The sum variable is named "valueSum"
, the aggregated variable is names "valueAgg"
. The number
of aggregated variables (i.e. the maximum possible sum score per item) is captured in the variable
"valueMax"
.
Details
The function use a rather simple aggregation rule: all variables which share a common “stem”
are considered to belong together. The “stem” is everything except the last sign. By convention,
the last sign may be a letter in ascending order, for example "I1a", "I1b", "I1c"
. However,
"I12", "I1_", "I1j"
is also possible although less convenient. The item "I1"
consists
of three variables and is considered to be correct if all variables are correct. See examples for
further details. Note: if inputList
is specified, aggregation rules are executed as specified
in the ZKD input list.
Examples
### create artificial data
dat <- data.frame ( id = paste0("P", 11:50),
matrix(data = sample(x=0:1, size = 400, replace = TRUE),nrow=40, ncol = 10))

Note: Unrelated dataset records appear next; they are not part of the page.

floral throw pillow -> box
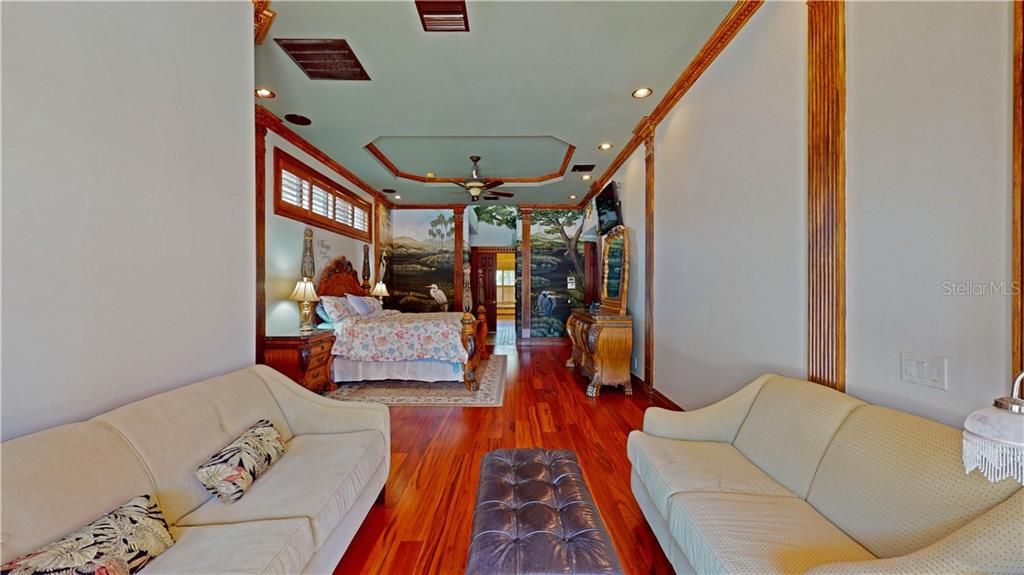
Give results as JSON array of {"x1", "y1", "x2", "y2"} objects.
[
  {"x1": 321, "y1": 296, "x2": 358, "y2": 321},
  {"x1": 196, "y1": 419, "x2": 285, "y2": 503},
  {"x1": 0, "y1": 495, "x2": 174, "y2": 575}
]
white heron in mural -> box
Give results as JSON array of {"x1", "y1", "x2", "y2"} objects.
[{"x1": 428, "y1": 283, "x2": 447, "y2": 311}]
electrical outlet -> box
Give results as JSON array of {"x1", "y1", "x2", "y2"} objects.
[{"x1": 899, "y1": 351, "x2": 949, "y2": 391}]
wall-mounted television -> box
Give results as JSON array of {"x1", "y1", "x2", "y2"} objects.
[{"x1": 594, "y1": 182, "x2": 623, "y2": 235}]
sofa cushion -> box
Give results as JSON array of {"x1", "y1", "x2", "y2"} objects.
[
  {"x1": 178, "y1": 431, "x2": 388, "y2": 548},
  {"x1": 143, "y1": 518, "x2": 313, "y2": 575},
  {"x1": 733, "y1": 375, "x2": 865, "y2": 497},
  {"x1": 807, "y1": 405, "x2": 1020, "y2": 558},
  {"x1": 669, "y1": 487, "x2": 874, "y2": 574},
  {"x1": 626, "y1": 431, "x2": 795, "y2": 518},
  {"x1": 94, "y1": 368, "x2": 291, "y2": 525},
  {"x1": 0, "y1": 422, "x2": 156, "y2": 563}
]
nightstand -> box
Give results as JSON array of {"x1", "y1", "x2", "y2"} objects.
[{"x1": 263, "y1": 329, "x2": 335, "y2": 393}]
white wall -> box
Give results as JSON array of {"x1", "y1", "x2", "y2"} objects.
[
  {"x1": 847, "y1": 2, "x2": 1013, "y2": 426},
  {"x1": 2, "y1": 2, "x2": 255, "y2": 439},
  {"x1": 612, "y1": 145, "x2": 643, "y2": 380},
  {"x1": 647, "y1": 2, "x2": 807, "y2": 409},
  {"x1": 264, "y1": 131, "x2": 377, "y2": 336}
]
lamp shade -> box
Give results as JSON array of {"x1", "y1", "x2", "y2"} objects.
[
  {"x1": 288, "y1": 277, "x2": 319, "y2": 302},
  {"x1": 964, "y1": 373, "x2": 1024, "y2": 484}
]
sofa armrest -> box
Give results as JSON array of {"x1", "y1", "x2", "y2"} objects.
[
  {"x1": 643, "y1": 374, "x2": 773, "y2": 443},
  {"x1": 253, "y1": 365, "x2": 391, "y2": 452},
  {"x1": 807, "y1": 489, "x2": 1024, "y2": 575}
]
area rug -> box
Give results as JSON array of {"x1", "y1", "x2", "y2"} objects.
[{"x1": 325, "y1": 355, "x2": 507, "y2": 407}]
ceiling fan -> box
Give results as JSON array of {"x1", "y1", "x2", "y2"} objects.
[{"x1": 452, "y1": 156, "x2": 515, "y2": 202}]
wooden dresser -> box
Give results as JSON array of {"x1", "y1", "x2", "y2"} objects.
[
  {"x1": 263, "y1": 329, "x2": 335, "y2": 393},
  {"x1": 565, "y1": 309, "x2": 633, "y2": 397}
]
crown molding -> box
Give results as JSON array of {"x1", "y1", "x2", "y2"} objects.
[{"x1": 579, "y1": 0, "x2": 764, "y2": 208}]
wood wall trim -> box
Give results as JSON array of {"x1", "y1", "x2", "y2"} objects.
[
  {"x1": 807, "y1": 0, "x2": 846, "y2": 391},
  {"x1": 631, "y1": 374, "x2": 685, "y2": 411},
  {"x1": 578, "y1": 0, "x2": 764, "y2": 208},
  {"x1": 642, "y1": 120, "x2": 655, "y2": 390},
  {"x1": 1011, "y1": 1, "x2": 1024, "y2": 377},
  {"x1": 519, "y1": 208, "x2": 534, "y2": 340},
  {"x1": 452, "y1": 206, "x2": 466, "y2": 309},
  {"x1": 255, "y1": 123, "x2": 266, "y2": 363},
  {"x1": 256, "y1": 105, "x2": 394, "y2": 208},
  {"x1": 390, "y1": 202, "x2": 580, "y2": 210},
  {"x1": 364, "y1": 142, "x2": 575, "y2": 183}
]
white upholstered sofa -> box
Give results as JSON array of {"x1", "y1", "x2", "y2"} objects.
[
  {"x1": 628, "y1": 375, "x2": 1024, "y2": 574},
  {"x1": 0, "y1": 365, "x2": 390, "y2": 574}
]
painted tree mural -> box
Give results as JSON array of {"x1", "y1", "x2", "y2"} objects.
[{"x1": 529, "y1": 210, "x2": 586, "y2": 338}]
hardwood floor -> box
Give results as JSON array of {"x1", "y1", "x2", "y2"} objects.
[{"x1": 335, "y1": 335, "x2": 672, "y2": 574}]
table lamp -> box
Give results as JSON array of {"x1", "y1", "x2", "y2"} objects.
[
  {"x1": 964, "y1": 373, "x2": 1024, "y2": 484},
  {"x1": 288, "y1": 277, "x2": 319, "y2": 334},
  {"x1": 370, "y1": 281, "x2": 390, "y2": 304}
]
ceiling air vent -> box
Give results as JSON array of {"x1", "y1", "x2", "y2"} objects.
[
  {"x1": 274, "y1": 38, "x2": 370, "y2": 80},
  {"x1": 416, "y1": 0, "x2": 469, "y2": 32}
]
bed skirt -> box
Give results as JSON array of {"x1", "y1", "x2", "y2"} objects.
[{"x1": 334, "y1": 356, "x2": 463, "y2": 384}]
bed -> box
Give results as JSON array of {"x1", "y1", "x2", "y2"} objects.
[{"x1": 316, "y1": 257, "x2": 487, "y2": 391}]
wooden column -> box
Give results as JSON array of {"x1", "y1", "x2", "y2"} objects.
[
  {"x1": 1011, "y1": 2, "x2": 1024, "y2": 378},
  {"x1": 256, "y1": 120, "x2": 266, "y2": 363},
  {"x1": 452, "y1": 206, "x2": 472, "y2": 311},
  {"x1": 807, "y1": 0, "x2": 846, "y2": 391},
  {"x1": 641, "y1": 118, "x2": 654, "y2": 389},
  {"x1": 519, "y1": 208, "x2": 534, "y2": 340}
]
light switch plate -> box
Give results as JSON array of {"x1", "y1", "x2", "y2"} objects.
[{"x1": 899, "y1": 351, "x2": 949, "y2": 391}]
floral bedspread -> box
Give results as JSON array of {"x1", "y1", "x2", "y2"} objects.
[{"x1": 331, "y1": 310, "x2": 469, "y2": 363}]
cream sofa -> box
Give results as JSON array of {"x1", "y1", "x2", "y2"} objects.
[
  {"x1": 627, "y1": 374, "x2": 1024, "y2": 574},
  {"x1": 0, "y1": 365, "x2": 390, "y2": 574}
]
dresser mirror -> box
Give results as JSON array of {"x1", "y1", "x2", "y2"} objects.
[{"x1": 601, "y1": 226, "x2": 630, "y2": 315}]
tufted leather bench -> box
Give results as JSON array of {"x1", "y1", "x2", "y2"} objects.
[{"x1": 466, "y1": 449, "x2": 623, "y2": 575}]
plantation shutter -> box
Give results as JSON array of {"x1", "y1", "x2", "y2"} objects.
[
  {"x1": 352, "y1": 207, "x2": 370, "y2": 231},
  {"x1": 311, "y1": 184, "x2": 334, "y2": 218},
  {"x1": 334, "y1": 197, "x2": 354, "y2": 227},
  {"x1": 274, "y1": 149, "x2": 373, "y2": 241},
  {"x1": 281, "y1": 170, "x2": 309, "y2": 210}
]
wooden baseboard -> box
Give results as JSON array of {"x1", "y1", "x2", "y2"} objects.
[
  {"x1": 515, "y1": 338, "x2": 572, "y2": 348},
  {"x1": 630, "y1": 373, "x2": 685, "y2": 411}
]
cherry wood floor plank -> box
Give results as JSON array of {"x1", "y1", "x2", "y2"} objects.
[{"x1": 335, "y1": 339, "x2": 672, "y2": 575}]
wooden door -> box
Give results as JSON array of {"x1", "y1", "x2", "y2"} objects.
[{"x1": 470, "y1": 249, "x2": 498, "y2": 331}]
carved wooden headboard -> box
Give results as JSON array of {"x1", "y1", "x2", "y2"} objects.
[{"x1": 316, "y1": 256, "x2": 367, "y2": 296}]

### aggregate Item 0+1+2 and 4+5 and 8+9: define sequential letter
colnames(dat)[-1] <- c("I1a", "I1b", "I1c", "I2a", "I3a", "I3b", "I4a", "I5a", "I6a", "I6b")
### reshape data to the long format
datL<- reshape2::melt(dat, id.vars = "id")
agg <- aggregateDataOldL(datL,idCol="id", varCol="variable", valueCol="value")
#> Overall: 10 variables, 6 items. Aggregate 7 variables to 3 items.